Raise Your Hand
I have been a mentee more times than I can count. Before coming to work at Cox, I thought mentoring was a joke. I participated every time the opportunity presented itself, but I never felt like I got much out of it. Does anyone else relate to that?
I came to Cox nervous and worried about what the future held for me. My previous job was a complete train wreck, and I didn't fit in. Before that, I spent nearly ten years at a company that felt like home. It was my comfort zone, and leaving there was scary. I knew that if I wanted to be happy and feel like Cox was my home, I would need to jump in and get involved. It was right around that time that a new mentoring program kicked off, so I applied to be a mentee.
The universe must have aligned just right because they paired me with Kristin Peck, the VP of Public Affairs in my region. Kristin helped me rebuild my confidence. Her advice and insights allowed me to break down barriers and plan for the future. She saw potential in me that I had forgotten. Ultimately, she became my first sponsor. Kristin put my name forward and recommended that I join the board of two nonprofits, and I served as the chair for the market engagement team in Tulsa for two years. There are many other things she indirectly helped me achieve. One of the questions Kristin asked me changed the way I think about career planning. She asked, "What job do you want to have when you retire?" It's not a question to answer. The important part is that you think about the possible answers because how will you get somewhere if you don't know where you're going? Thinking about the job you want to retire from will help you find your career ladder.

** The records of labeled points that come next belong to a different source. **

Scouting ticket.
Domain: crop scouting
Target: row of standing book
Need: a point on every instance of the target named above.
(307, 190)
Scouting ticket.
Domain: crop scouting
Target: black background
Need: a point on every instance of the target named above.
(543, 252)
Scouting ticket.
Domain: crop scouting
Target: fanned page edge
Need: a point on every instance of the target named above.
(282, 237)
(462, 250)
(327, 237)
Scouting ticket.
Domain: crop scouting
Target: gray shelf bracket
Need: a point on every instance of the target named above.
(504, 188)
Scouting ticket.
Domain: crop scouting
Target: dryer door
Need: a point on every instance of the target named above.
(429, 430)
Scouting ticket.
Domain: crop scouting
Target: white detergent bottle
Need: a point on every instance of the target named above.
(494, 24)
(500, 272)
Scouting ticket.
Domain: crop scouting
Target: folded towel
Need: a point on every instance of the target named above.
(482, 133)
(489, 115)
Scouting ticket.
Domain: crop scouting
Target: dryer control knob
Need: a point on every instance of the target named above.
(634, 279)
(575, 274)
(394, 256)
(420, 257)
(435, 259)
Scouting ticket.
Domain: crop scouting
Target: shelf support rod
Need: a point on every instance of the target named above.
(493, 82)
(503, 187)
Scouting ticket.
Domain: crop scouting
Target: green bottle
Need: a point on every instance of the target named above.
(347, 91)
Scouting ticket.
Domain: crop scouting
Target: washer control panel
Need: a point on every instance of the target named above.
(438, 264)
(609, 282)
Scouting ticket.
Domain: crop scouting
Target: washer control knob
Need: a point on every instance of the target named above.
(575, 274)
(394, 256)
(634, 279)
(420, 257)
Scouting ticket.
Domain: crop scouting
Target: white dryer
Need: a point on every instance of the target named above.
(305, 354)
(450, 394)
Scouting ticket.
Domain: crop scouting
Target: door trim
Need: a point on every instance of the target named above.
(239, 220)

Another of my mentors at Cox told me that I needed to stop saying yes to everything. He helped me plot out my 3-year plan to quickly see which things I should continue to say yes to and which ones I should pass on. If it isn't on my career ladder or lattice, then I shouldn't say yes because that would mean I'm taking the opportunity away from someone else. It was one of the hardest lessons I've ever learned because I believed that if someone asked me to do something that I could do, I should do it. As a result, I had a habit of raising my hand too often. At times, this habit led to me taking on too much, feeling overwhelmed, under pressure to accomplish my commitments. Learning to say no was one of the most challenging and equally beneficial things I've ever done. Now I can do things I want, like toastmasters.
The most amazing experience I've had as a mentee happened because of WICT. I applied for the techconnect mentoring program solely because I wanted to go to New York and couldn't afford both the trip and the tickets to the leadership conference. I found out that acceptance into the program came with free registration to the conference, so I said, "sign me up!" I had no expectations when I first submitted my application. When I received the email that said I was accepted, I couldn't even contain my excitement. Just when I thought things couldn't get better, I found out that my mentor was the VP of Engineering at Comcast! It felt like a match made in heaven. Not only did I get my trip to New York, but I learned so much from my mentor. It was a pivotal moment for my personal and professional growth. I walked away from that program with a new zest for my job, big goals and a plan for how to reach them. It was a once-in-a-lifetime experience that I will cherish forever.
Mentoring is a fundamental part of career progression. It is not easy, though, especially as the mentee. It is a lot of work to be a mentee. A mentor can't help you if you don't know what you need help with or where you need to improve. It is what you make of it. If you put in the work, you will reap the rewards. I still have several mentors, and it's great because they each have different strengths and bring those strengths to the table. Each time we meet is another opportunity for me to adopt some of their best practices that make me a better version of myself. I've gained so much from mentoring relationships that now I try to pay it forward. I usually have at least one mentee, and that opens up a whole new world of possibilities. It also gives me the chance to implement some of the things I've learned and pass on what works for me. That in itself is a kind of learning and development. The type of development that builds leadership skills that are necessary for nearly any promotion.
There are a variety of mentoring programs available, both formal and informal. If you have your eye on a job you are interested in, reach out to someone in that organization, foster a relationship with them, and then leverage that into informal mentoring. There are multiple options. You need to find the one that works for you and get started. What do you have to lose?